IMT is the earliest lesion to develop in the context of atherosclerosis, which could explain why pioglitazone has an effect on CIMT rather than atheroma volume. An established atheroma can be more resistant to any antifibrotic treatment, thus needing more time to achieve palpable results. Two out of the three studies that assessed the effect of pioglitazone had a relatively short duration, namely Ogasawara et al. and Nakayama et al. [7, 10]. More effect could have been achieved if the period of the clinical trial would have been extended [25].

The exact mechanisms by which pioglitazone reverse atheroma and fibrosis are not completely understood.

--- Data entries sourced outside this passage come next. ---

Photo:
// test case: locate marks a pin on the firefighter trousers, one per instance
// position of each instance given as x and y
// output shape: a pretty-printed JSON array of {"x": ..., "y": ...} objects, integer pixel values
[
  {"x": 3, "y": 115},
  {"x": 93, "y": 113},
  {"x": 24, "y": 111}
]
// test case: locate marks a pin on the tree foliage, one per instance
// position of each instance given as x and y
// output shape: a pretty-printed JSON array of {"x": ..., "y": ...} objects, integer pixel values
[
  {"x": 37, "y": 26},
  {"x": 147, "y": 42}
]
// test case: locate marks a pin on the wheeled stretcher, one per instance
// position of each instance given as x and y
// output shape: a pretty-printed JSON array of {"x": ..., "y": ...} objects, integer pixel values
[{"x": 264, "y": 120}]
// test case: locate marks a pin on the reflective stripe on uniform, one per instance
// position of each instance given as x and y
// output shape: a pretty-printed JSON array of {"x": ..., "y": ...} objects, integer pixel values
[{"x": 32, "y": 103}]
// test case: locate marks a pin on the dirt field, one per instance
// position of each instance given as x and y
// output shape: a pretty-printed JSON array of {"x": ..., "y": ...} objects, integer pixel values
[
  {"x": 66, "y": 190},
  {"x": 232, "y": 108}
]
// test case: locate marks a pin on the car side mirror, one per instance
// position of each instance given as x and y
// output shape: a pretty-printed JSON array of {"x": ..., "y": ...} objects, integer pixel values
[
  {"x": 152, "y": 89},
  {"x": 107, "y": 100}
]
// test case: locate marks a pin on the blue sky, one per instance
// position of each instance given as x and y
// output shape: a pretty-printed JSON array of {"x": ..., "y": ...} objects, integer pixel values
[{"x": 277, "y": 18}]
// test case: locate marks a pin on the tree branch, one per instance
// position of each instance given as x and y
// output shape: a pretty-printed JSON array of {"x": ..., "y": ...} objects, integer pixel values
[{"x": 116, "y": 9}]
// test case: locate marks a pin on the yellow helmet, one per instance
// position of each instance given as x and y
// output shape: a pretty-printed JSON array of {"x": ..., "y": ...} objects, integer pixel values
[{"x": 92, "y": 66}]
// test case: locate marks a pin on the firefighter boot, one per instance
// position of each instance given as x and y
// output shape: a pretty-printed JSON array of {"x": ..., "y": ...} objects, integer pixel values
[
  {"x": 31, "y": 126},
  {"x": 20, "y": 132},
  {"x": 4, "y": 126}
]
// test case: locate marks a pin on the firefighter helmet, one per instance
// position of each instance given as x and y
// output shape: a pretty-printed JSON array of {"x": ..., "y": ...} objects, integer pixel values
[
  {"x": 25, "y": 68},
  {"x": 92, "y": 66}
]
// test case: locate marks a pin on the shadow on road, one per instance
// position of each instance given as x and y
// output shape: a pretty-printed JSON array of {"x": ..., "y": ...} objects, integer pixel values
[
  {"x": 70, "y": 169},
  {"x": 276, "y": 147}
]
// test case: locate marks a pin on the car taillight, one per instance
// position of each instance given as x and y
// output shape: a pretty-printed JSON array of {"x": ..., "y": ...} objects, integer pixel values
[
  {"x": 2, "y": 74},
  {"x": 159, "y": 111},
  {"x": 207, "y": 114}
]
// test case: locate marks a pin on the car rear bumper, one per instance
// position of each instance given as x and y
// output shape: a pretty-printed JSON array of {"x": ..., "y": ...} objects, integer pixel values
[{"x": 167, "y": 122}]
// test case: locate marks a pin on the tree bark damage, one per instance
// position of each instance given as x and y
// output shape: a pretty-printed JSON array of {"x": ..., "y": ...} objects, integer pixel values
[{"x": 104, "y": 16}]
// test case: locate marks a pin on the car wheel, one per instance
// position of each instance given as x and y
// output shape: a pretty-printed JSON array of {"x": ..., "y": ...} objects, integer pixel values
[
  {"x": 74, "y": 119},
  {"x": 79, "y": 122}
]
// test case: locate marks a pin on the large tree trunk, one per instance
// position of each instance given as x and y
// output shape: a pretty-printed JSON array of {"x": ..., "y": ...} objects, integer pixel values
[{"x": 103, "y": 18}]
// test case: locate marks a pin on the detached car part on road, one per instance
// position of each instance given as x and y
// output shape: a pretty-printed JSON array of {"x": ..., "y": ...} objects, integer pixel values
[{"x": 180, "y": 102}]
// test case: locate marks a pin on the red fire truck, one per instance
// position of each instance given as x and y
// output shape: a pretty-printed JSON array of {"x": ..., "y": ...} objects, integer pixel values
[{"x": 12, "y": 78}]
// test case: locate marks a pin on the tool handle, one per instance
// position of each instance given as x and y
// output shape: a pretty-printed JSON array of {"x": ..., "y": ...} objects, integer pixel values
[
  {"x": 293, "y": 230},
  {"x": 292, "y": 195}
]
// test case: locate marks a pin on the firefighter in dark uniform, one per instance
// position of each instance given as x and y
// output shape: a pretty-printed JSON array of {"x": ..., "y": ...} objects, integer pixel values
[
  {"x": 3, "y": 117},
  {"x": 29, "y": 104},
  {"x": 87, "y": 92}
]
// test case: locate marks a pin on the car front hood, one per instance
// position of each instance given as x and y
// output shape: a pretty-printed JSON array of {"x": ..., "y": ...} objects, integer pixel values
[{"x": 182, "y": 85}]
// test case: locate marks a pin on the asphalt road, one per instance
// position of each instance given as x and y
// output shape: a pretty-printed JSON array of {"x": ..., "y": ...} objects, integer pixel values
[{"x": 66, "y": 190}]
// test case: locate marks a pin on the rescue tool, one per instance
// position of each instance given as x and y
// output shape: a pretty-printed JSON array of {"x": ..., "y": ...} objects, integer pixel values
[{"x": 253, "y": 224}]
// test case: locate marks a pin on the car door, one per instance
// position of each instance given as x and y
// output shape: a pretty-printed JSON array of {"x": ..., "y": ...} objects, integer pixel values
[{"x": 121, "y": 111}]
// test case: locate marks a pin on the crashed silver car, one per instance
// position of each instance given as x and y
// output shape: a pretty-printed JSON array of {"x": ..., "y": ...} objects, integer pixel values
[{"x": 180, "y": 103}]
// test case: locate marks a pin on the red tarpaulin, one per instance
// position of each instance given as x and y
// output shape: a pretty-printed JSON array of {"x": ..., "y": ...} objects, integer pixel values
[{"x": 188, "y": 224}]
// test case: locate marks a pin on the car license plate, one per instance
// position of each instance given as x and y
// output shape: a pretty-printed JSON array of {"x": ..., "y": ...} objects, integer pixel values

In our study, pioglitazone achieved no superior effect compared to other antidiabetic agents in the control of hyperglycemia or in reducing LDL lipoproteins. This suggests that pioglitazone operates through other mechanisms to allow for the regression of atherosclerosis.

Endothelial cell (EC) dysfunction stands as a cornerstone in the pathogenesis of atherosclerosis. The function of ECs might be compromised by increased shear stress, dyslipidemia, inflammation, and many other factors [26]. The disturbed function of ECs might induce the release of different injurious agents such as transforming growth factor (TGF), fibroblast growth factor (FGF), and vascular cell adhesion molecule (VCAM). These key players and other molecular targets can be directly downregulated by the epigenetic mechanisms exerted by pioglitazone [26, 27].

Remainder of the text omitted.